Programs that can hear a word and, say, type it out, are old. Despite their advancing age, these programs still can’t interpret speech easily.
Have you tried the automated call centers where you have to over enunciate the word you are trying to use just so the dumb computer program gets it?
Well dumb is part of it. I swear that humans themselves can’t interpret speech that well either. Part of our expertise in interpretation is that we half know what is going to be said. In other words we are using more of our mind than just our interpretation-of-speech centers.
Then there are some people like my Dad. A few years ago his hearing was getting really bad. I was seriously worried that I’d never be able to communicate with him like I did when he was younger. He refuses to use the various hearing aids he has. And his interpretation skills have gotten better.
What’s that? I said he can interpret better. So much better, in fact, that most of the time I just think I’m talking with him like it used to be. Either he has gotten way better with less or he is now at least partially reading lips. Don’t get me wrong. I’m happy about this. Every once in a while I’m curious and ask him if he has his hearing aids in. Each time the expected answer is wrong. He doesn’t have his hearing aids in.
So computers might have to become more skilled in other areas before they become skilled enough to interpret speech as well as a human.
In fact, I think computer interpretation of the human voice is going to have to be better than human in order to do all we want computers to do.
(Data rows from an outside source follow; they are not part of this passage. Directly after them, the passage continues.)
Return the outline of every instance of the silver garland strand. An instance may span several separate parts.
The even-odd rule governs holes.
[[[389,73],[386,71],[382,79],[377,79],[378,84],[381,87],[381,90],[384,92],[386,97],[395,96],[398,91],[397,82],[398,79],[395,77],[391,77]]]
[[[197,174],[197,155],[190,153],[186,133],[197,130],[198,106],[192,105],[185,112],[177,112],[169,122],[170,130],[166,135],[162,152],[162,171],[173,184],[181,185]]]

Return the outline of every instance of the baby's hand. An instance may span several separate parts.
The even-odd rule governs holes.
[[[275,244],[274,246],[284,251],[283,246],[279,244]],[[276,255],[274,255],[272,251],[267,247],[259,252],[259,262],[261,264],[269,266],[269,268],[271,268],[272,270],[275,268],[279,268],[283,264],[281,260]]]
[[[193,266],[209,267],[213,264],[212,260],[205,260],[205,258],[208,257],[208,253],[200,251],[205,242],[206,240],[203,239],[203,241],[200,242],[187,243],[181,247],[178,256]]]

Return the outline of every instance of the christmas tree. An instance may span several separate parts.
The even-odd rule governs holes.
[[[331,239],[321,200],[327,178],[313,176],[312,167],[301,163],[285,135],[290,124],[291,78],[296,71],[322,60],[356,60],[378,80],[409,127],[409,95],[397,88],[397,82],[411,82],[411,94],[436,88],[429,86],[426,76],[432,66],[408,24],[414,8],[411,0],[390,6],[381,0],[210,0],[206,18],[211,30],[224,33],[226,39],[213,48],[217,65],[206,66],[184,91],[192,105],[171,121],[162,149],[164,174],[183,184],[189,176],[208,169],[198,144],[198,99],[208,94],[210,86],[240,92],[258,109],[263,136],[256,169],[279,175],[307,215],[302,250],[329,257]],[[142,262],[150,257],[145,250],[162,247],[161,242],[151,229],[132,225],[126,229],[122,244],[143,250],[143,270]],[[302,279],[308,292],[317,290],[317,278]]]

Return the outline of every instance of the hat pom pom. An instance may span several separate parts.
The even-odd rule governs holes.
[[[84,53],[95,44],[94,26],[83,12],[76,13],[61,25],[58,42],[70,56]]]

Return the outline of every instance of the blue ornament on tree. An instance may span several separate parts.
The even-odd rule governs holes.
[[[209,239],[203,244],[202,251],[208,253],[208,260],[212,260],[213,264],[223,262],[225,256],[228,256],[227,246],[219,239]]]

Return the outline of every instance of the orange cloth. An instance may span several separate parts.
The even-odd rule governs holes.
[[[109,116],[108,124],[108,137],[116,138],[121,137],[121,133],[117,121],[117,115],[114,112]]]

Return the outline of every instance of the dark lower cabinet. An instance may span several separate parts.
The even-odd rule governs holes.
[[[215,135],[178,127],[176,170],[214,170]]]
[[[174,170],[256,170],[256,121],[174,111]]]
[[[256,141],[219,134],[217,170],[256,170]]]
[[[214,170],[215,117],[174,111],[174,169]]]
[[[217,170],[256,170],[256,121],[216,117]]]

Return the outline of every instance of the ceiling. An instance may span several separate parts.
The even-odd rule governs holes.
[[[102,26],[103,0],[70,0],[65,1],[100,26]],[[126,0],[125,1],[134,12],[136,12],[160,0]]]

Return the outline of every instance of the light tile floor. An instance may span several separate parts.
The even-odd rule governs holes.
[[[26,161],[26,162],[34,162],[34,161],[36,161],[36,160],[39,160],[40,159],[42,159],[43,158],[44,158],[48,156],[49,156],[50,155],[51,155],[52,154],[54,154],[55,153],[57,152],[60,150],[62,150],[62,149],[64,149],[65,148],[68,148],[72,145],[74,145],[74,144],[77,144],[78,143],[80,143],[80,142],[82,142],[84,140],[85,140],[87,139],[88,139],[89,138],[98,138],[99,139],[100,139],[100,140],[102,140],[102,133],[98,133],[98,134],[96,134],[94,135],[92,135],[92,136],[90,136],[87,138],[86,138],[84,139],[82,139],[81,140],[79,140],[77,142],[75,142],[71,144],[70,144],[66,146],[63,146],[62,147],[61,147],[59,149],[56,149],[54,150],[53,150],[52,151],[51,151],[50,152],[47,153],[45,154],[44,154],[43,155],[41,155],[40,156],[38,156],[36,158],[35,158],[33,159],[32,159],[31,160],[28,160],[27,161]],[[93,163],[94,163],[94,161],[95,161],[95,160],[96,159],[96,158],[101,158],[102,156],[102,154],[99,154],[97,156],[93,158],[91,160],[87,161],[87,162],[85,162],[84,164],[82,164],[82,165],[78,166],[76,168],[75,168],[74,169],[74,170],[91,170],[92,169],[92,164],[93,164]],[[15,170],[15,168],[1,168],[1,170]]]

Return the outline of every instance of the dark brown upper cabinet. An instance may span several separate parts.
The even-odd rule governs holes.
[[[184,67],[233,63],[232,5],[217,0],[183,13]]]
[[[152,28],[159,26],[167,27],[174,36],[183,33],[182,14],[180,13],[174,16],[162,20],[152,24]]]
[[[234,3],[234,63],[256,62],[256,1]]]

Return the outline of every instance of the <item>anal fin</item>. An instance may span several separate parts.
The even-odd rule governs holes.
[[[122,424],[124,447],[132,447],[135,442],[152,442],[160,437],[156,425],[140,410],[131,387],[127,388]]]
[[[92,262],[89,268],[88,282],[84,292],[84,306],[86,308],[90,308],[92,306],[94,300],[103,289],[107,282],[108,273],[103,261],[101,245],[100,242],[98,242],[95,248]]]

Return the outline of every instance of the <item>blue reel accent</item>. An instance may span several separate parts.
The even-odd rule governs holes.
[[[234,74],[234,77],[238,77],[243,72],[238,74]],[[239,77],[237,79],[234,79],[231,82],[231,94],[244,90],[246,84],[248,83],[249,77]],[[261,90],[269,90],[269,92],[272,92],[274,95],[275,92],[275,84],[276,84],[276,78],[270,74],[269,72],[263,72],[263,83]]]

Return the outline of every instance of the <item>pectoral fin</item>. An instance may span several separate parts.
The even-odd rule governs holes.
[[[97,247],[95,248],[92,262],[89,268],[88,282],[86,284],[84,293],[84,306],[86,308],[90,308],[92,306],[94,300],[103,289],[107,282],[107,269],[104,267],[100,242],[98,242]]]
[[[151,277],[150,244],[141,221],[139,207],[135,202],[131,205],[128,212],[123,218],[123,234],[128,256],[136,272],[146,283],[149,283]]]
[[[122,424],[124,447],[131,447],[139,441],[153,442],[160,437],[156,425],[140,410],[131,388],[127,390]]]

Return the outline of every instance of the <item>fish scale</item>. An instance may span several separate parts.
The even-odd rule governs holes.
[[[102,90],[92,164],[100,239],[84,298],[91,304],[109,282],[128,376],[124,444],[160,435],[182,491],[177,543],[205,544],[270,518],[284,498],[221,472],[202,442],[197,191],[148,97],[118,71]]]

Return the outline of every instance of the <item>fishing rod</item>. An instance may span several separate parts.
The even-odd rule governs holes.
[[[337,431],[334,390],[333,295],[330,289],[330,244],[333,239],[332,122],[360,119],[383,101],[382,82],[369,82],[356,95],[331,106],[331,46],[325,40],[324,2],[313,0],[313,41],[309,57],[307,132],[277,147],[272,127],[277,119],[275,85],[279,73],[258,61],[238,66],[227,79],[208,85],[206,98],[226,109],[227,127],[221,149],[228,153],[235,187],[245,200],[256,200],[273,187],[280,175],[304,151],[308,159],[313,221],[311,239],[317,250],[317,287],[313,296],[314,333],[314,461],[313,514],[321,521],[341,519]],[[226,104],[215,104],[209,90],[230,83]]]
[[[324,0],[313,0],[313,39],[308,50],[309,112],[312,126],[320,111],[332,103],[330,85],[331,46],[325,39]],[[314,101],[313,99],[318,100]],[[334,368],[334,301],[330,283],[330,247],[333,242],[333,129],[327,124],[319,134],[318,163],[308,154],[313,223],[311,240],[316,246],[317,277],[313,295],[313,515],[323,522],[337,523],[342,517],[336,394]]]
I think that obviously even human speech recognition is fallible. Think of the saying “card sharp”. Others might say “card shark”. I think these two cliches resulted from faulty interpretations of each other by humans. I wonder which saying came first. “Coincidence,” you might say. But what about another pair of sayings: “end of the road” and “end of your rope”. There seems to be a pattern of similar sounding, meaning the same thing sayings that I think comes from our inability to interpret the speech exactly.
I think we humans hear things differently than each other. It’s going to be hard to have a computer interpret words in such a way that all humans agree on the meaning. And I didn’t even bring accents into the conversation – yet.
These mis-heard statements are called ‘eggcorns’. Language Log has a truly fascinating explanation of eggcorns, and there is a bunch of other grammatical anomaly nomenclature there too: Snowclones, Crash Blossoms, the Cupertino, and a bunch of others.